Je migre pour quitter un urbanisme dénué d'urbanité, je migre pour des jours meilleurs dans
de vieilles pierres, là où j'ai grandi, en arrière pays. (...)
Je n'ai pas à me soucier des frontières à franchir, des fils barbelés, des bombes, des armes et
des balles à tirs d'ailes, de ma terre natale abandonnée portant les stigmates de la haine. Je
n'ai pas à me soucier des ruines causées par les bombardiers, les seules que je connaisse sont
celles laisser par l'histoire et les jours révolus d'un temps où mon arrière grand-mère lavait ses
linges dans l'eau glacée.
Je migre par désir et non par nécessité. Où que j'aille je ne serrais pas rejeté, la couleur de ma
peau, mon origine et mon rapport au sacré ne seront pas associés à la criminalité.
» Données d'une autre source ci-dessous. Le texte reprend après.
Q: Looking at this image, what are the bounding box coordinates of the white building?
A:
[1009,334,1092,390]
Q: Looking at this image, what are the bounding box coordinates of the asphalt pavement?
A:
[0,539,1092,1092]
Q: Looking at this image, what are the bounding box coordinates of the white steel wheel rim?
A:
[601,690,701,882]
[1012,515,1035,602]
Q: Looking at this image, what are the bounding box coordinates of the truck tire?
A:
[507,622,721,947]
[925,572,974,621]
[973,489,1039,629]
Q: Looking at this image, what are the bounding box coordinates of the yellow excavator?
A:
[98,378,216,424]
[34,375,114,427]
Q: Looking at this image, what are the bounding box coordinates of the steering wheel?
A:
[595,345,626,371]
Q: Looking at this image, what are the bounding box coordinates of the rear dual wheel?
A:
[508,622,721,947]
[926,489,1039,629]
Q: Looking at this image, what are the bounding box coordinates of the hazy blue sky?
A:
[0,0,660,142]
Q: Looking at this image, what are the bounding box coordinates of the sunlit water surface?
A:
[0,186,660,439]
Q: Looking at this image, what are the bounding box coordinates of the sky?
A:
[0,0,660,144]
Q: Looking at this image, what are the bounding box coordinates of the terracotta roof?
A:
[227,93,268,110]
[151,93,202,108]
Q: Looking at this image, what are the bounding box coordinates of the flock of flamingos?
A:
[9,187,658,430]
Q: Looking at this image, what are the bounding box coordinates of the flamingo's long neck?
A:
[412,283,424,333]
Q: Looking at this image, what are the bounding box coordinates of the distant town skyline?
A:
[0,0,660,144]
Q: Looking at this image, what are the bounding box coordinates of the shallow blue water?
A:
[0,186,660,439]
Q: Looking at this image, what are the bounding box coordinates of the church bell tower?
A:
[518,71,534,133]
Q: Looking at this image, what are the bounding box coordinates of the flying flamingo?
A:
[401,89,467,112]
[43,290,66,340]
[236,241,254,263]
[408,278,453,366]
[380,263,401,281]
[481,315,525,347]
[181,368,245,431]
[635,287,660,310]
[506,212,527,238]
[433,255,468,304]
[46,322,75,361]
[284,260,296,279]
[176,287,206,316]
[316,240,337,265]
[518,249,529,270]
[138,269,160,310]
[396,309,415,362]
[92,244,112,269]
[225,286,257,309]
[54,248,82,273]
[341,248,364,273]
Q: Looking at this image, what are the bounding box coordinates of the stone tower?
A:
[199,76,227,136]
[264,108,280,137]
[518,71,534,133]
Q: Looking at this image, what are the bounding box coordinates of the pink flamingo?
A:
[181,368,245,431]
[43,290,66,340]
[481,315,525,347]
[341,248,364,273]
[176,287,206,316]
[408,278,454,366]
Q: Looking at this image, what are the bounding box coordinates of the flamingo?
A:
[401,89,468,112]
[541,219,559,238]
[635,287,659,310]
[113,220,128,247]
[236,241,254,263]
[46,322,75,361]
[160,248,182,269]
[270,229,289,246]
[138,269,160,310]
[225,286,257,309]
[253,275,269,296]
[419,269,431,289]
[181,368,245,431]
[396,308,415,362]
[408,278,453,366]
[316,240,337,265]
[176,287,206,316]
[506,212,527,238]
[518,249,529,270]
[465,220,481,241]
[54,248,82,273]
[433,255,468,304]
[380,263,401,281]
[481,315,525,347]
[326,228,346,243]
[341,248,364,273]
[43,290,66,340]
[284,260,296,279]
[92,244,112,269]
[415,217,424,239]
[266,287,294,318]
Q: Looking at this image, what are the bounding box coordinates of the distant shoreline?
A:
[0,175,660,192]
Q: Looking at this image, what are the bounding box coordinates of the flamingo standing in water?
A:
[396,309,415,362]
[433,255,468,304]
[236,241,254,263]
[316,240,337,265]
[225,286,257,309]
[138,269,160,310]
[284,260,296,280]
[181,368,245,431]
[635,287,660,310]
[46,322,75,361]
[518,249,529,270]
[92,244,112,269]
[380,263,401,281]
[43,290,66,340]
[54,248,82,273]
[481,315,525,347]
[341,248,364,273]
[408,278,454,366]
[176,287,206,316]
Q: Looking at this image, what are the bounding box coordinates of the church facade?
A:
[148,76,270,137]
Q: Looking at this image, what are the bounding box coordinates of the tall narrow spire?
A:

Je pourrai
même décider que ma prochaine destination deviendra ma nouvelle maison faite de murs et
de chaleur. Elle ne sera pas montée de toiles humides pourrissantes sur les galets d'une plage
de méditerranée ou construite avec des containers dans des bidons-villes autoritaires. Je
n'aurai pas à y survivre, entassée, agglutinée dans la puanteur et la misère, commettant
l'horreur et le déshonneur pour nourrir mes pères. Je n'aurai ni à me préoccuper de la
domination ni d'aucune pression sociale cherchant à me caser dans le moule du bon-nègre.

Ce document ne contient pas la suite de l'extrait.